Jak zawsze "zbalansowany" rynek, ofert nowych towarów: Proszku lotniczego na Felyndralu prawie nie ma, Aerozoli 46 stron ofert z czego 44.5 strony "chce proszku", wosku 6 stron z czego 6/6 "chce proszku".
Na wielu serwerach innych opcji językowych to samo. Dobrze, że kupcy dają co 6h te towary bez względu na to, czy ktoś zdejmie ofertę czy nie...
To oznacza dwie rzeczy:
1. Że wszystkie zabiegi w celu balansowania rynków towarów, jakie śledzimy od circa dwóch lat, są bezskuteczne.
I te działania teoretycznie znaczące, jak masowe przenosiny miast do centrum mapy. I wszelakie rebalanse, typu na przykład rebalans w obrębie produkcji Zestawów Bibliotecznych. Oraz tym podobne punktowe działania. One są pozorne.
Z tym manewrem w Zestawie to była już tylko zwykła żonglerka parametrami. Bez znaczenia dla rynków towarów T2.
Te zabawy nadal balansu rynków nie przynoszą. Prawdopodobnie dlatego, że one oparte zostały o jedno główne założenie: że po ich wprowadzeniu, z czasem, napływ nowych graczy i ich szybki rozwój w końcu przywróci te balanse.
Ale tak się nadal nie dzieje, ponieważ ani napływ nowych graczy nie jest wystarczająco duży, ani rozwój tych miast i ich wpływ na ogólną produkcję poszczególnych towarów nie rośnie wg założeń. I o balansach rynków (ich braku) decydują nadal starzy gracze. Zgaduję, że w FoE jest odmienny układ, ale pomimo tego zaserwowano nam kilka zmian, jakby w Elvenarze działały zasady takie same jak w FoE. Bo że mechaniki są kopiowane to wiemy na pewno. Wiemy także, że nader często bezrefleksyjnie.
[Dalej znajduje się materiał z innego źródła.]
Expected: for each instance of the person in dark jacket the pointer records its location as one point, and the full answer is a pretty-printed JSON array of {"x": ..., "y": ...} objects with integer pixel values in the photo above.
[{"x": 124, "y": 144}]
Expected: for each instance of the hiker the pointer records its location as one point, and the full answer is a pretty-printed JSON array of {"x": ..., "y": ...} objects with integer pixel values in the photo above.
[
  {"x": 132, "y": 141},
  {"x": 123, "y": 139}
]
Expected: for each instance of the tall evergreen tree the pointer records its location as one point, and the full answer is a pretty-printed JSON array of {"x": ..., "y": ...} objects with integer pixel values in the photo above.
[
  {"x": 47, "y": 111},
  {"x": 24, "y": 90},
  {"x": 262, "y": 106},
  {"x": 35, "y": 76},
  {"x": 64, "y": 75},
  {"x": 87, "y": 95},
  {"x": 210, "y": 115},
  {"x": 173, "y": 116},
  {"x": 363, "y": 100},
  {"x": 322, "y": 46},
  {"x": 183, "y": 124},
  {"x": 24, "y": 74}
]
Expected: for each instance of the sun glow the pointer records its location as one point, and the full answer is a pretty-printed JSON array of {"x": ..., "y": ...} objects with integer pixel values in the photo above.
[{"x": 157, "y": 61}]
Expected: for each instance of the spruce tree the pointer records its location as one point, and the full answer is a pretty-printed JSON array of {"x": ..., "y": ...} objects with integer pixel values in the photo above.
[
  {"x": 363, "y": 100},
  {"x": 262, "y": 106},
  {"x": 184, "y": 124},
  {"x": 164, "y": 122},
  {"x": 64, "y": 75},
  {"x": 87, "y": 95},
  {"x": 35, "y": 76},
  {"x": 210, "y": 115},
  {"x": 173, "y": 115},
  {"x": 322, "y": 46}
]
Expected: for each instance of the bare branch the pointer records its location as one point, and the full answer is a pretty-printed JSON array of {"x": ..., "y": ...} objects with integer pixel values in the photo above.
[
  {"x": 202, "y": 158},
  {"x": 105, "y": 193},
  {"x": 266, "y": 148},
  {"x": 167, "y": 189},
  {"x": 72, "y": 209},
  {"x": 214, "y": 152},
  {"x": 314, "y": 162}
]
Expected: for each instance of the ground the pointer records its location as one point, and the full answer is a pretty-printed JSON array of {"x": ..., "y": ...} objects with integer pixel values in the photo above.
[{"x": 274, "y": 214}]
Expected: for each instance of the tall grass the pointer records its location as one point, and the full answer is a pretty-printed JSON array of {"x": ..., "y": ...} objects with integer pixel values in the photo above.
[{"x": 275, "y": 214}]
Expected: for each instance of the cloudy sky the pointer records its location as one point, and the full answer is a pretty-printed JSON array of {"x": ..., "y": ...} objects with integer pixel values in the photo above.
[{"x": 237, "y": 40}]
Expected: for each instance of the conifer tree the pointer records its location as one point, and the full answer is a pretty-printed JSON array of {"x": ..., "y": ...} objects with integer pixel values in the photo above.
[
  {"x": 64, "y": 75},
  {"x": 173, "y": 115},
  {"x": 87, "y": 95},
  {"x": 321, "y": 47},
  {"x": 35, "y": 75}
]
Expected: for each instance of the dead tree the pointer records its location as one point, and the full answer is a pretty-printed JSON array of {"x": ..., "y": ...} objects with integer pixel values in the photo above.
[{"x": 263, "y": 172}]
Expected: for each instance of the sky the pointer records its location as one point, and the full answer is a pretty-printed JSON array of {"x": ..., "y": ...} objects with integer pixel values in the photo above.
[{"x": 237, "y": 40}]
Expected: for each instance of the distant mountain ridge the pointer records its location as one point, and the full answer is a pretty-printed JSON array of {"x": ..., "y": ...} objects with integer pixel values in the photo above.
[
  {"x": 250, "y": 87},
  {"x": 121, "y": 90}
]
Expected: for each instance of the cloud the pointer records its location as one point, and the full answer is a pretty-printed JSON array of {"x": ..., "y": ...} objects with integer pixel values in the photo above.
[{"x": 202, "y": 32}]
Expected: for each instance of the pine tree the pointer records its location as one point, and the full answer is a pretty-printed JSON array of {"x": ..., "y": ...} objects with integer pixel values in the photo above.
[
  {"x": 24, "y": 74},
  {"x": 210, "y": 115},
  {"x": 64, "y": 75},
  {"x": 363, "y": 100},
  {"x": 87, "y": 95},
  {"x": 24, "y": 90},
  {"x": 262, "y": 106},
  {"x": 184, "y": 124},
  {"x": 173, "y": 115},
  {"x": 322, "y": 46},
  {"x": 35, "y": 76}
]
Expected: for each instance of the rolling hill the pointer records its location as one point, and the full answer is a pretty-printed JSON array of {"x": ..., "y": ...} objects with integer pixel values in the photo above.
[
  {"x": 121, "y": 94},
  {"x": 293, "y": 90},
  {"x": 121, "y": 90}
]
2. Że trzeba zwiększyć efektywność zakładki Kupcy, lub wprowadzić drugie, podobne w charakterze rozwiązanie.
Najlepiej to drugie, ponieważ kontrolowanie zakładki Kupcy to zwyczajna mitręga dla graczy, a główną zaletą tej zakładki jest wyeliminowanie zjawiska spekulacji towarami najnowszych sortów i ograniczenie spekulacji na rynku T3. Ale skuteczna walka ze spekulacją nie miała przecież wpływu na balanse rynków. Nie mogła mieć.
Czyli ponownie należałoby pomyśleć o kolejnym rozwiązaniu podobnym do tej zakładki ale bardziej efektywnym, uwzględniającym istniejącą rolę w grze starych graczy. A nie nowych.
A jak nie, to będziemy epokę nr 19 trzepać średnio po prostu po półtora roku.
....I gra się nie zawali.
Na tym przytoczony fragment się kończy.